The survey and economic data news also improved. Even though a number of European countries had to re-impose severe restrictions and lockdowns over the course of late Q1 into Q2, by the middle of the quarter infection numbers were falling and survey numbers were rising. In particular, the manufacturing PMI survey continued its march higher and the services PMI quickly broke above 50, ending the quarter at 58.0, indicating a rapid expansion.

However, despite the rise in activity surveys and an increase in inflation, the European Central Bank remained resolute that they wouldn’t slacken the pace of weekly asset purchases until after the summer. The euro rallied against the US dollar for most of the second quarter, but fell towards the end of the quarter, prompted by changes to the outlook for US interest rates that weren’t matched in the Eurozone.
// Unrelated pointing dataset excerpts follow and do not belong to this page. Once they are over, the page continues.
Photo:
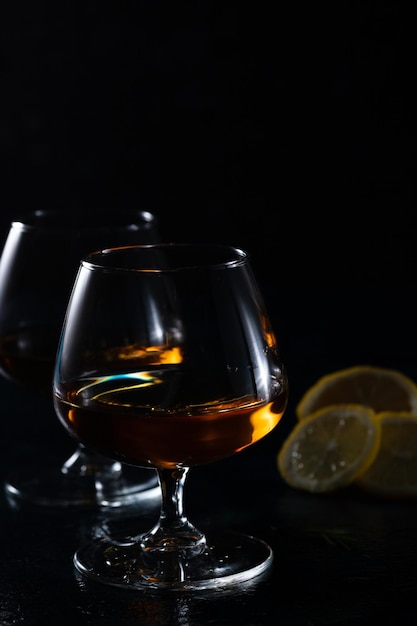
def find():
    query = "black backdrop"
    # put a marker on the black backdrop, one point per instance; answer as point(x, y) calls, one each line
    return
point(286, 128)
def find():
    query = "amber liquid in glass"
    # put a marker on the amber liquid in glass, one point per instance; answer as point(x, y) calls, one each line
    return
point(123, 416)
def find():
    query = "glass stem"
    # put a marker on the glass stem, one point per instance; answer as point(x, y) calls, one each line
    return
point(173, 532)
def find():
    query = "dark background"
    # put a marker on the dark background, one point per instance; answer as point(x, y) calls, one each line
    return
point(285, 128)
point(288, 128)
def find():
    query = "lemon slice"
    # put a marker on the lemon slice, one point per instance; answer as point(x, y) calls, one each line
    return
point(330, 449)
point(379, 388)
point(394, 470)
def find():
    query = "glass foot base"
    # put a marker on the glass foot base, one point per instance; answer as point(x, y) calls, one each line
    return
point(52, 487)
point(229, 559)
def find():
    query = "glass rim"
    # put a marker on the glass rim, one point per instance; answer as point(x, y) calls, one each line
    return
point(211, 256)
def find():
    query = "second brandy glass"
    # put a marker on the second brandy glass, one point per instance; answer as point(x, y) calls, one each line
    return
point(37, 268)
point(167, 360)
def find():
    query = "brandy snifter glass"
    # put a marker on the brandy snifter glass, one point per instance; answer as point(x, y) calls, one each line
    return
point(168, 361)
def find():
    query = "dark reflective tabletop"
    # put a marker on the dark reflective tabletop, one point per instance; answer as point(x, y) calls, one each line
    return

It is that which is likely to continue to limit the euro’s upside in Q3, as the prospect of a material widening in the relative interest gap, to the detriment of the euro, will be sufficient to put the currency under pressure in the latter stages of Q3 or into Q4. That said, prior to some slippage in the EUR, there is the prospect of revisiting Q2 highs, but I just don’t see the gains being sustained. The risks, similar to the UK, are that the good news is now priced in, and it will be any unexpected interruptions to the recovery that will surprise and dismay euro buyers.

The likely limits for FX movements over the course of Q3

EUR/USD The upside is likely to be capped before $1.23, whereas the downside is likely to be in the $1.17 region. That would be a repeat of what was seen in late Q1, which was followed by a sharp rally. This time around, though, a further repeated failure for EUR/USD to break decisively to new highs could prove to be a significant longer term setback.

GBP/USD - Having ranged between $1.3669-1.4248 in Q2, GBP/USD could be in a larger range for Q3. Regarding moves higher, these are likely to be capped around $1.44-1.45, whereas lower, the risks are for a test to $1.35. I favour a move towards $1.42-1.43 in the short term, but towards the end of Q3 I think the mid/low $1.30s will be back in focus.

GBP/EUR – GBP/EUR tested €1.18 in Q2, but showed no appetite to hold at that level. Q3 may well prove to be a similar disappoint to euro buyers, with the risks skewed towards a move back below €1.14. The pound will face greater fundamental challenges with ongoing issues around Brexit and maintenance of the United Kingdom offering potential threats.

I don’t buy into the predictions of the US dollar’s demise. Take a look at the USD index, it’s closer to its highs versus its lows over the past decade.

Equally, the pound has tried, and failed, too many times to make fresh highs to inspire me with any confidence. The story of the pound against the US dollar or euro is unlikely to have a happy ending, but I could be proved wrong.